Inspired by David Slater's settlement - the photographer whose camera was used for the famous 'monkey selfie' - Parkinson followed suit in hopes of inspiring other to do the same.
The BBC Wildlife and National Geographic photographer believes that: "We need to start giving back more to our subjects."
Parkinson has made the pledge to PETA UK, following the outcome of the landmark lawsuit.
PETA U.K. Director of International Programmes Mimi Bekhechi commented: "Andy Parkinson's stunning photographs showcase animals' beauty, and his pledge will help preserve their homes."
"PETA hopes many other wildlife photographers will follow his lead and share their takings with the subjects of their work."

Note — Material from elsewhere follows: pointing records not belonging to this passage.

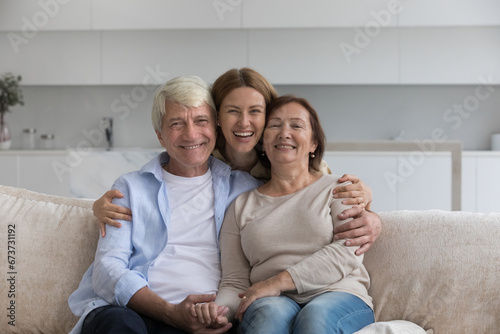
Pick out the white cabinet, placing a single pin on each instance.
(39, 173)
(315, 56)
(488, 184)
(449, 13)
(449, 56)
(27, 17)
(154, 57)
(399, 180)
(313, 14)
(165, 14)
(54, 58)
(33, 170)
(9, 166)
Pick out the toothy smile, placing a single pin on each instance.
(191, 147)
(243, 134)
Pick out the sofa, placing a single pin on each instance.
(439, 270)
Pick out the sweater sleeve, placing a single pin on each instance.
(235, 266)
(112, 279)
(331, 263)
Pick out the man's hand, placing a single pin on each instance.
(183, 317)
(106, 212)
(362, 231)
(270, 287)
(356, 193)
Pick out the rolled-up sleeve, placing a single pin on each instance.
(112, 278)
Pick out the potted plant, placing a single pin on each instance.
(10, 95)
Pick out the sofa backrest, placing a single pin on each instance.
(438, 269)
(48, 243)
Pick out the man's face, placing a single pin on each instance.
(188, 135)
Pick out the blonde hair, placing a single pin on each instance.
(188, 91)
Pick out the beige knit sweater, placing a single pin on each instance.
(263, 235)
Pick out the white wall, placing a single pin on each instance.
(357, 112)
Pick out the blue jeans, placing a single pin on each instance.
(122, 320)
(331, 312)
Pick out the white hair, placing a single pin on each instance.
(188, 91)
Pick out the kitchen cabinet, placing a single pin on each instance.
(54, 58)
(449, 56)
(31, 16)
(161, 14)
(157, 56)
(312, 14)
(314, 56)
(488, 183)
(450, 13)
(399, 180)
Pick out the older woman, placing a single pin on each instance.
(283, 271)
(241, 97)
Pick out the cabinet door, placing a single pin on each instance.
(374, 170)
(450, 56)
(425, 181)
(54, 58)
(451, 13)
(34, 15)
(488, 184)
(165, 14)
(153, 57)
(316, 56)
(40, 173)
(314, 13)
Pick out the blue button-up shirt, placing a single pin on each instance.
(123, 257)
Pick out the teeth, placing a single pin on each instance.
(243, 134)
(192, 147)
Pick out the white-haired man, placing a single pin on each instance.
(149, 273)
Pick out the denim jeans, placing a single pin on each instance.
(122, 320)
(331, 312)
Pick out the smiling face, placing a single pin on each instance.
(288, 137)
(188, 135)
(242, 118)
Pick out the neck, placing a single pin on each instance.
(174, 169)
(286, 180)
(240, 161)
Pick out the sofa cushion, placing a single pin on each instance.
(48, 243)
(438, 269)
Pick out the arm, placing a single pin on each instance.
(235, 266)
(355, 193)
(106, 212)
(334, 261)
(180, 315)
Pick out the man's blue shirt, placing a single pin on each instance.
(123, 257)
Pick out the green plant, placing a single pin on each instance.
(10, 92)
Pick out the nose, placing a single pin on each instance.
(190, 132)
(284, 132)
(243, 119)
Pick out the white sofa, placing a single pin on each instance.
(437, 269)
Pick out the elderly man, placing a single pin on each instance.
(149, 273)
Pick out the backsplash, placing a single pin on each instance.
(348, 113)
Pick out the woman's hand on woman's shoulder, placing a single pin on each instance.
(356, 193)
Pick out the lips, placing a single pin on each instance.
(287, 147)
(244, 134)
(192, 147)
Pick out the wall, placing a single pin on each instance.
(354, 112)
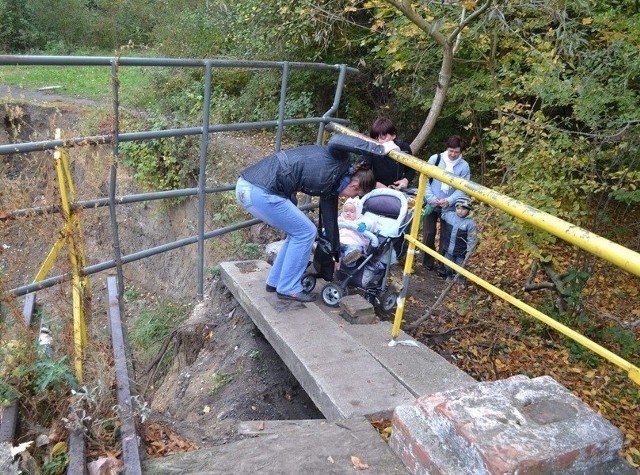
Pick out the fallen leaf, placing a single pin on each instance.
(358, 464)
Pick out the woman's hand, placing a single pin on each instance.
(389, 146)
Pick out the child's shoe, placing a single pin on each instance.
(351, 257)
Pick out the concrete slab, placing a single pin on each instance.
(347, 370)
(419, 369)
(289, 447)
(341, 378)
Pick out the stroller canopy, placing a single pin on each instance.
(388, 207)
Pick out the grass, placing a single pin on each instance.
(151, 327)
(91, 82)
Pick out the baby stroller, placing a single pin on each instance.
(389, 208)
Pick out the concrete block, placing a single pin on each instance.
(356, 309)
(513, 426)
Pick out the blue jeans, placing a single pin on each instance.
(293, 258)
(448, 270)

Parkinson has also expressed his frustration that so many wildlife photographers don't care more about the suffering of farmed animals.
He said: "It makes no sense to spend our days looking directly into the eyes of our wild cousins, transfixed and astonished by their beauty, and then go home and fry up some bacon.
"We can't be environmental champions and eat meat, we can't claim to be animal lovers and then be complicit in the needless violence inflicted upon them.
"At all times, we must act with honour, compassion, and decency, and I hope this pledge will inspire my colleagues to join me in giving back to the animals.
"It is, after all, they that we have to thank for our careers, and we need to extend our circle of compassion to all those in the animal kingdom."